SpaceJump is a better fit if you like macOS Spaces but wish they had names. If swiping between desktops feels natural to you, if you don't want to change how your desktop system works at a fundamental level, and if time tracking across projects sounds useful, SpaceJump adds what's missing without replacing what already works. The 14-day free trial means you can test it before paying the $9.99.
Side-by-side comparison
| FlashSpace | SpaceJump | |
|---|---|---|
| Approach | Replaces native Spaces | Enhances native Spaces |
| macOS Spaces still work | Separate system | Yes |
| Switching speed | Instant (no animation) | Native macOS animation |
| Names, colors, icons | Names only | Names, colors, and icons |
| Quick switcher | Yes, with grid overview | Yes, with text search |
| App-to-workspace binding | Yes | No (uses native behavior) |
| Same app in multiple workspaces | No | Yes |
| Multi-display support | Yes | Yes |
| Time tracking | No | Yes, with CSV export |
| Configuration | Config file (JSON/TOML) | GUI preferences |
| Price | Free, open source (GPL-3.0) | $9.99 one-time (14-day trial) |
| Open source | Yes | No |
Frequently asked questions
Can I use FlashSpace and SpaceJump at the same time?
Technically yes, but it wouldn't make much sense.
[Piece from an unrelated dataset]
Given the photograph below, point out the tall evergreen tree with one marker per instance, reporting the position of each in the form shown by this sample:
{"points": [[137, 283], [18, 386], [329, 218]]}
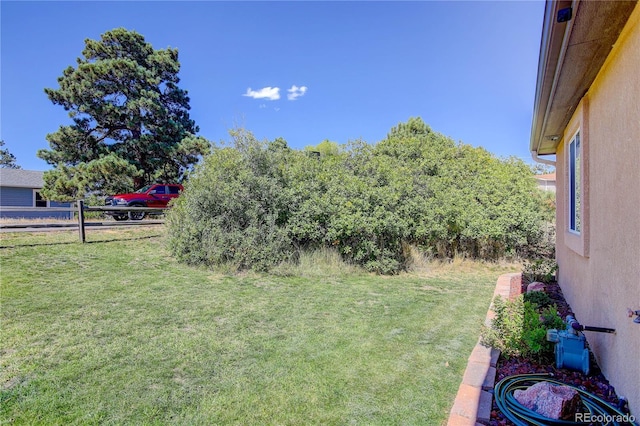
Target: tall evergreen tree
{"points": [[125, 103], [7, 159]]}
FlashSpace creates its own workspace layer that bypasses native Spaces, while SpaceJump enhances native Spaces. If you're using FlashSpace workspaces, you're not really switching Spaces, so SpaceJump's labels wouldn't reflect what you're actually doing. Pick one approach and commit to it.
Does FlashSpace require disabling SIP or any system permissions?
No. FlashSpace works by managing window visibility through the macOS accessibility API. It needs accessibility permissions, which you grant through System Settings, but it doesn't require disabling SIP or any other security changes. SpaceJump similarly needs no special system modifications.
I just want to name my Spaces without changing how my Mac works. Which one?
SpaceJump. It adds names to your existing Spaces without replacing the desktop system. Your gestures, Mission Control, and fullscreen app Spaces all keep working. If you want something more fundamental, where you control exactly which apps appear in each workspace with instant switching, that's FlashSpace's territory.